O Vídeo do Papa

Francisco pede “mudança de mentalidade” para acolher pessoas com deficiência

| 28 Nov 2023

No mundo atual, muitas pessoas com deficiência “sofrem rejeição, baseada na ignorância e em preconceitos, que as transformam em marginalizadas”, denuncia Francisco.
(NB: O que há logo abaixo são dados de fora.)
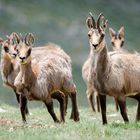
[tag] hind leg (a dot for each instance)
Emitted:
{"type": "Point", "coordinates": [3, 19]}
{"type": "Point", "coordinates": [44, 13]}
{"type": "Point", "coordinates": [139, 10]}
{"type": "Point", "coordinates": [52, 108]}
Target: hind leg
{"type": "Point", "coordinates": [122, 104]}
{"type": "Point", "coordinates": [116, 104]}
{"type": "Point", "coordinates": [102, 99]}
{"type": "Point", "coordinates": [138, 112]}
{"type": "Point", "coordinates": [50, 108]}
{"type": "Point", "coordinates": [61, 99]}
{"type": "Point", "coordinates": [18, 100]}
{"type": "Point", "coordinates": [91, 100]}
{"type": "Point", "coordinates": [66, 103]}
{"type": "Point", "coordinates": [98, 102]}
{"type": "Point", "coordinates": [23, 103]}
{"type": "Point", "coordinates": [74, 113]}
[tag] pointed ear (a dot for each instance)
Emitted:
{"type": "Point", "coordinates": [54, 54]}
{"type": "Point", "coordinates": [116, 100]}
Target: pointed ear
{"type": "Point", "coordinates": [121, 32]}
{"type": "Point", "coordinates": [29, 39]}
{"type": "Point", "coordinates": [89, 23]}
{"type": "Point", "coordinates": [112, 32]}
{"type": "Point", "coordinates": [16, 37]}
{"type": "Point", "coordinates": [104, 24]}
{"type": "Point", "coordinates": [1, 41]}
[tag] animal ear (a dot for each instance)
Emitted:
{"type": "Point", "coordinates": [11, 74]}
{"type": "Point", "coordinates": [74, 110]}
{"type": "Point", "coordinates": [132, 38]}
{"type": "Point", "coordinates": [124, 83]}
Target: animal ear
{"type": "Point", "coordinates": [1, 41]}
{"type": "Point", "coordinates": [16, 37]}
{"type": "Point", "coordinates": [112, 32]}
{"type": "Point", "coordinates": [6, 47]}
{"type": "Point", "coordinates": [121, 32]}
{"type": "Point", "coordinates": [89, 23]}
{"type": "Point", "coordinates": [29, 39]}
{"type": "Point", "coordinates": [104, 24]}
Por isso, chegou a hora de “mudar um pouco a nossa mentalidade para nos abrirmos às contribuições e aos talentos dessas pessoas com capacidades diferentes, tanto na sociedade como dentro da vida eclesial”, pede n’O Vídeo do Papa de dezembro, que acaba de ser divulgado pela Rede Mundial de Oração.

Às instituições civis, Francisco pede que deem a estas pessoas  “acessibilidade à educação, ao emprego e aos espaços onde possam exprimir sua criatividade”. À Igreja, o Papa diz que não deve apenas limitar-se a “eliminar as barreiras físicas”, mas também assumir que é preciso “deixar de falar de ‘eles’ e passar a falar de ‘nós’”. A todos, recorda que “há necessidade de grandes corações que queiram acompanhar” estas pessoas e pede que rezem para que “estejam no centro de atenção da sociedade”.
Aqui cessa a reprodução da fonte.